In fact, "autopsy studies have shown that DCIS is not uncommon among women who died of causes unrelated to breast cancer", Ernster added, which "suggests that some cases of DCIS do not progress to clinically significant lesions and may never require treatment in the patient’s lifetime."
For this reason, she and her colleagues conclude, the significance of DCIS detected by mammography should be studied further, and methods for identifying disease that is likely to progress should be developed. Ernster and her team scrutinized the medical records of nearly 541,000 women, including results from roughly 654,000 mammograms. The women in the study were 40 to 84 years old.
Analysis of the findings also showed, the researchers note, that mammograms were actually better at finding DCIS than identifying invasive cancers.
The study shows the percentage of DCIS detected by mammography, but it shouldn’t change how doctors treat patients with this kind of tumor, Dr.
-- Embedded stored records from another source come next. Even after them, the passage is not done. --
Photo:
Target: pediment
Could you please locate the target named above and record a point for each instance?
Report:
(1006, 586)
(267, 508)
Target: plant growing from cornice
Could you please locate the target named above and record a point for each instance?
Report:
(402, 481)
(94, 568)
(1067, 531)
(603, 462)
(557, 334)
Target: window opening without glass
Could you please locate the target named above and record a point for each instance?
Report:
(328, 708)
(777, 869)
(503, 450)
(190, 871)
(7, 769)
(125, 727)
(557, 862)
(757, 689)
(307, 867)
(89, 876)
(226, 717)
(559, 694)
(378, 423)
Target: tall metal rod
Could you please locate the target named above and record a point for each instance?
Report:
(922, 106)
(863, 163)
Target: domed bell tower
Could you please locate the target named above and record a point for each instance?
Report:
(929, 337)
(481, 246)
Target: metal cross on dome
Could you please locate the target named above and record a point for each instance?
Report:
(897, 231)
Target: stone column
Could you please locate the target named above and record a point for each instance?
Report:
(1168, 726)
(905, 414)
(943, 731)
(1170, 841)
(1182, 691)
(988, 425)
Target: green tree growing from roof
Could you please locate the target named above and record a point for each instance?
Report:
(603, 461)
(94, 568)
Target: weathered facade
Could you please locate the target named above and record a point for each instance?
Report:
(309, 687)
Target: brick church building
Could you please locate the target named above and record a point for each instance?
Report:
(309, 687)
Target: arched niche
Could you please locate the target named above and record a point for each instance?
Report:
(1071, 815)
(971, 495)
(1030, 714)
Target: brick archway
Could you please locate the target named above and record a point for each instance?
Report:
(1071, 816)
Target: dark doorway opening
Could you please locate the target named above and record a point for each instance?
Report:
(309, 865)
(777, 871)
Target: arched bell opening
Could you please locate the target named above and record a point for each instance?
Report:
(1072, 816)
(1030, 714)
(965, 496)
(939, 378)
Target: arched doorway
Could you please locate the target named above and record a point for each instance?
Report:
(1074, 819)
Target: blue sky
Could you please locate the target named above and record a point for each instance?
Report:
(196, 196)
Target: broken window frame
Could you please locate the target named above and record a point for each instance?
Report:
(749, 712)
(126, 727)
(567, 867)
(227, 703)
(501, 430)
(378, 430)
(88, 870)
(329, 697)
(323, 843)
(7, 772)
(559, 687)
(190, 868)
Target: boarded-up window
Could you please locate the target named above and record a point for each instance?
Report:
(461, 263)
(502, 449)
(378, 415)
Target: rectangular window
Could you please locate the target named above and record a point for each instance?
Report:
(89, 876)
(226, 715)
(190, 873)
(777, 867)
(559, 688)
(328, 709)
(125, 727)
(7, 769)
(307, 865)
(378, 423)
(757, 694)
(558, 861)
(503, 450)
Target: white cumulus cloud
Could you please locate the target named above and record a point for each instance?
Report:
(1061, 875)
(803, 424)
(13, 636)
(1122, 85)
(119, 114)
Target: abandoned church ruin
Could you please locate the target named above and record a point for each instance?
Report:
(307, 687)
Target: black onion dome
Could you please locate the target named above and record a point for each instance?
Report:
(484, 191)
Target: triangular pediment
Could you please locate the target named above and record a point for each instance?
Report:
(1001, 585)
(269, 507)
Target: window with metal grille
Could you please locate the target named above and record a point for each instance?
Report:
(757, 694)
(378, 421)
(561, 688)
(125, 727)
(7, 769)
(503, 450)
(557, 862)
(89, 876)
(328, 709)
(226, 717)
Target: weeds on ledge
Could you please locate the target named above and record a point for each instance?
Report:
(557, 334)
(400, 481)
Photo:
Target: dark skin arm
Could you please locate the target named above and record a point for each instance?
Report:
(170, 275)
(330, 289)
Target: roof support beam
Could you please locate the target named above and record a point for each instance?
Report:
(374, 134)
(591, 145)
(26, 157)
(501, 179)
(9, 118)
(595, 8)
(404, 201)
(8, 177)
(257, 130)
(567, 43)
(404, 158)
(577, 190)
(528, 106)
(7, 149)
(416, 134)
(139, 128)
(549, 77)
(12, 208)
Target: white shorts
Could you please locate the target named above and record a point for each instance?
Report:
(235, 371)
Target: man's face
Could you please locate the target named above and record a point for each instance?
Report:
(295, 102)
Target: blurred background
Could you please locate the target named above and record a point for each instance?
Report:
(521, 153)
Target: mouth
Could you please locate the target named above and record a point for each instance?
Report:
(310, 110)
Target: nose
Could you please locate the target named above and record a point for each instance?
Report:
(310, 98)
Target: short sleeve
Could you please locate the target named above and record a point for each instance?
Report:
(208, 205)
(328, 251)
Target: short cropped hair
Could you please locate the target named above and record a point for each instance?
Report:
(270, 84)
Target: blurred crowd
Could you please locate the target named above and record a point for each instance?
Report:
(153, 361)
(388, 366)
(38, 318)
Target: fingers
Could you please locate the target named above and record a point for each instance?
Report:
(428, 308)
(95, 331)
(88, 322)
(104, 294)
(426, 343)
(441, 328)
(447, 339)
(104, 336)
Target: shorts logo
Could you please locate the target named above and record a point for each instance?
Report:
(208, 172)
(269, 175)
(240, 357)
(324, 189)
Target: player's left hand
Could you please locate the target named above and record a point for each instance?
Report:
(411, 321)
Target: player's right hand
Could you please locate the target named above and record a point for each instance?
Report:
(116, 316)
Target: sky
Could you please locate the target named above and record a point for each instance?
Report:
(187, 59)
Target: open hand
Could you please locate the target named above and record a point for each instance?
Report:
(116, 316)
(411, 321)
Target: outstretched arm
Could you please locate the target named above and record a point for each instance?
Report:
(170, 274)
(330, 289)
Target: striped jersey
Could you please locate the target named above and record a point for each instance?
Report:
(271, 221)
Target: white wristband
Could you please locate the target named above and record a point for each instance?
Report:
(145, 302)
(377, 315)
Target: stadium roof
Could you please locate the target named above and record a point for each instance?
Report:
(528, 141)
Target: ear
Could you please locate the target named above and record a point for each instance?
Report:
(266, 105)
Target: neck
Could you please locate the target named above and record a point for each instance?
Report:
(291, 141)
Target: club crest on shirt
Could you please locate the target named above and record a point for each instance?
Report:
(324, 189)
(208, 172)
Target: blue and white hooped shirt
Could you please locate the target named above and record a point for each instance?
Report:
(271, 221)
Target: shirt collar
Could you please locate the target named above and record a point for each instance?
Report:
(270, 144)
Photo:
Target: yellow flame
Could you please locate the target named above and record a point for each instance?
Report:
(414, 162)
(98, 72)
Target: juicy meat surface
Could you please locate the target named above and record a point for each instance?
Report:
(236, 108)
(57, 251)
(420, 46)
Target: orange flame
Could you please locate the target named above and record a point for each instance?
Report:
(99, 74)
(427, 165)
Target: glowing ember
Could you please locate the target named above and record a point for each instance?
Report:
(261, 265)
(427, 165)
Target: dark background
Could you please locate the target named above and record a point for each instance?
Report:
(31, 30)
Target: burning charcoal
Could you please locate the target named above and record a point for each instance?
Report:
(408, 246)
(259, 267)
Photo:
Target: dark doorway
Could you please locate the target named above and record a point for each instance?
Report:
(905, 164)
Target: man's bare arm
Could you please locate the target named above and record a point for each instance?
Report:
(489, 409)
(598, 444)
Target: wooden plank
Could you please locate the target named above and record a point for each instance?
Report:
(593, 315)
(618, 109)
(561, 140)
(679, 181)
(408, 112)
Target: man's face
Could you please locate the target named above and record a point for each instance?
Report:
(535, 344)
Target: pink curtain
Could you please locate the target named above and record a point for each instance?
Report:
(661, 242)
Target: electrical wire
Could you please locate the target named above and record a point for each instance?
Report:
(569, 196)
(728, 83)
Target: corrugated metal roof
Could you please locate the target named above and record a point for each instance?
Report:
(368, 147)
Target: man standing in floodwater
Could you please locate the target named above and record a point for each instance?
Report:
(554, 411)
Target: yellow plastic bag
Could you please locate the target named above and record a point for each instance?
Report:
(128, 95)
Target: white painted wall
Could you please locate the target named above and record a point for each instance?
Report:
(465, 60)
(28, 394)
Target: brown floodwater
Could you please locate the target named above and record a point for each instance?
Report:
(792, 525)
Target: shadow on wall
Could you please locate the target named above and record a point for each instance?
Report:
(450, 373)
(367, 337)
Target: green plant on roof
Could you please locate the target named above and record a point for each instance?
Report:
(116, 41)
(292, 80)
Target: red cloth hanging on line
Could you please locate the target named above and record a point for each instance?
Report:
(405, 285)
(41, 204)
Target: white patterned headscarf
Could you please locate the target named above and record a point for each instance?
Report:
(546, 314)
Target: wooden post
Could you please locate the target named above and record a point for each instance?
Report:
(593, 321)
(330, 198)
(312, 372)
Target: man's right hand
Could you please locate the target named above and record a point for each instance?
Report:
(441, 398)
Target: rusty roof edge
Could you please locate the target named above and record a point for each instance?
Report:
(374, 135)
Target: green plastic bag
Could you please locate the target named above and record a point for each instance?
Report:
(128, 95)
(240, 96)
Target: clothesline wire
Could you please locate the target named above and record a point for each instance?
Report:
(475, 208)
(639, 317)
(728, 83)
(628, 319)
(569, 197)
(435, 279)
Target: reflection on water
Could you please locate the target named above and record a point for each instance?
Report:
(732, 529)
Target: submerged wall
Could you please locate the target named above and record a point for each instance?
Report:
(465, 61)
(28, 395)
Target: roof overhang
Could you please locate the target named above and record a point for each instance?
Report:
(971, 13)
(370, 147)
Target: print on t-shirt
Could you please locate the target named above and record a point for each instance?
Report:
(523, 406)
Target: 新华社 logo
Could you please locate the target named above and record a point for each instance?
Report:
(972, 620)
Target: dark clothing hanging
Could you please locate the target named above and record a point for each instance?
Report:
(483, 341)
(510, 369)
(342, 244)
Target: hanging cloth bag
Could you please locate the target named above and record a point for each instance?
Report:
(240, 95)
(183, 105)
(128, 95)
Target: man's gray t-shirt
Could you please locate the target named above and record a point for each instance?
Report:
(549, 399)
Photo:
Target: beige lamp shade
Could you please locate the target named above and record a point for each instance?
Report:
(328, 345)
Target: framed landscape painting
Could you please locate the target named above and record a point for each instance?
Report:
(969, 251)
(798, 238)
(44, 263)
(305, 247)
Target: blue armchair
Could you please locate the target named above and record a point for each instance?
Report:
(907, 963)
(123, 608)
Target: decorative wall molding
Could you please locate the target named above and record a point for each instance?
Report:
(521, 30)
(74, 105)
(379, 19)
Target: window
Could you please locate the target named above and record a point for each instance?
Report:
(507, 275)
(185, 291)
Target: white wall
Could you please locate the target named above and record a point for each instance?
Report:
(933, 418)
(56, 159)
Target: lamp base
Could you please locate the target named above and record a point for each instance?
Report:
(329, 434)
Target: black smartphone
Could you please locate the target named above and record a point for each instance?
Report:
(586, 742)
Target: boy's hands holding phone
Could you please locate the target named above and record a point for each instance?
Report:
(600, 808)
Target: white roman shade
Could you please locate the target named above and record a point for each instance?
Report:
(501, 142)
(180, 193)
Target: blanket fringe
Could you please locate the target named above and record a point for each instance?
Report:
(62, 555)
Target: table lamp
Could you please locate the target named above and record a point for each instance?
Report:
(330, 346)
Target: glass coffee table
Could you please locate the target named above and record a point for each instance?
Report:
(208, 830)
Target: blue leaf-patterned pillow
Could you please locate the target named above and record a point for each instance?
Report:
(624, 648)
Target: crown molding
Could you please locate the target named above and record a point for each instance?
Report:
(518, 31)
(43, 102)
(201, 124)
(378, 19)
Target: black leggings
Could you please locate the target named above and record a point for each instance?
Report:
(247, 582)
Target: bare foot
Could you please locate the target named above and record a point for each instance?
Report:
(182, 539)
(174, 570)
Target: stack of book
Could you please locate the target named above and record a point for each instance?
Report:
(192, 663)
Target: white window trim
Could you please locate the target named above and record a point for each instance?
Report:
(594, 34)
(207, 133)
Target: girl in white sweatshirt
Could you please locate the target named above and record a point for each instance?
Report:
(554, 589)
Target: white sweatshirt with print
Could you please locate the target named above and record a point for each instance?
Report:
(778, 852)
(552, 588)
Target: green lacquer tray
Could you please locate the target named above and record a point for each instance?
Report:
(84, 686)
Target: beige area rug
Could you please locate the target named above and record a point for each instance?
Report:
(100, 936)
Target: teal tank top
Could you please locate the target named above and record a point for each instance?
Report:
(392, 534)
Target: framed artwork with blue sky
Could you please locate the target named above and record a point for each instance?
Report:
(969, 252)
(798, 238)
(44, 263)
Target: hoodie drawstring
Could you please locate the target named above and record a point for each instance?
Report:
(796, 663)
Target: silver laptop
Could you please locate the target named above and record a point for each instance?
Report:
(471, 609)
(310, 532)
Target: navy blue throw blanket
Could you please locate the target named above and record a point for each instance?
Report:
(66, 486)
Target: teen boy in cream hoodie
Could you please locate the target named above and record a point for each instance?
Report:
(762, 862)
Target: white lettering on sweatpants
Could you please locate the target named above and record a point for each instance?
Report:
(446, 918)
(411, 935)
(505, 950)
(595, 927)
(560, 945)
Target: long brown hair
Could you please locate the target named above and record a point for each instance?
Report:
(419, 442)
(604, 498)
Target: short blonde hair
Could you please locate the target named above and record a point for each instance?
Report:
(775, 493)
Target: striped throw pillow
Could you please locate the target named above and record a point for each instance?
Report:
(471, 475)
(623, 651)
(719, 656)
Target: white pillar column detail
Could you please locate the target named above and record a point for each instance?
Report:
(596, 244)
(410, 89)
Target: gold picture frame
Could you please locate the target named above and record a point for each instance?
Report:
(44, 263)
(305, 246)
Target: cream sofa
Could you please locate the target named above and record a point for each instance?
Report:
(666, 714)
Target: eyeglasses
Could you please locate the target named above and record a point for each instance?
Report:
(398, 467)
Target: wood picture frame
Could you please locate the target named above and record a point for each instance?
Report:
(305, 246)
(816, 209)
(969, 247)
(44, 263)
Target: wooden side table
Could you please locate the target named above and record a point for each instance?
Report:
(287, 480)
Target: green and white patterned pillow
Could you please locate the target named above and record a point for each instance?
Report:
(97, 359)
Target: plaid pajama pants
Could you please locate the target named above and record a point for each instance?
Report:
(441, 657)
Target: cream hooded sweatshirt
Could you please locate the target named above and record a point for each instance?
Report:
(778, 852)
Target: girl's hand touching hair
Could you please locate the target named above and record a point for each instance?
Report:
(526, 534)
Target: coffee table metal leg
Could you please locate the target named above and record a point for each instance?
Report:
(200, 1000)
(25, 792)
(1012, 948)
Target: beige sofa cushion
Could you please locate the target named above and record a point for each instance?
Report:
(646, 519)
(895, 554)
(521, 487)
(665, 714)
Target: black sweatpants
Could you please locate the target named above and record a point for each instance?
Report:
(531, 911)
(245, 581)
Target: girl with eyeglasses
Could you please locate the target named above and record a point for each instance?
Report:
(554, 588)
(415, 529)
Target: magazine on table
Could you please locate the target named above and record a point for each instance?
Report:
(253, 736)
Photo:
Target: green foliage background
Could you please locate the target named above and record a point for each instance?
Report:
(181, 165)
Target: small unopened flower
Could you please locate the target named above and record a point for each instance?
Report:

Emily Conant, an associate professor of radiology and chief of the breast imaging section at the University of Pennsylvania School of Medicine, said in an interview.
"We’ve known for a while that mammography can detect pre-clinical tumors that are too small to be felt," Conant said. "The natural history of these tumors vary so much from woman to woman. Some, if left alone, might not harm anyone. But others are highly aggressive and can progress from this early form to and cause havoc. The dilemma is that we don’t know which ones will be aggressive."
That means that some women will have unnecessary surgery and, in some cases, radiation therapy, Conant said. But no one wants to miss a tumor that will become aggressive, she added.
"I think the take-home message is that mammography has been improving over the years and we are finding smaller and smaller tumors. Mortality due to breast cancer is dropping. Though we can’t say for sure how much of that is due to detection and how much is due to treatment, my view is not to give up on this screening method."
The ultimate solution, Conant said, is for researchers to find a way to tell the difference between aggressive and essentially benign cancers.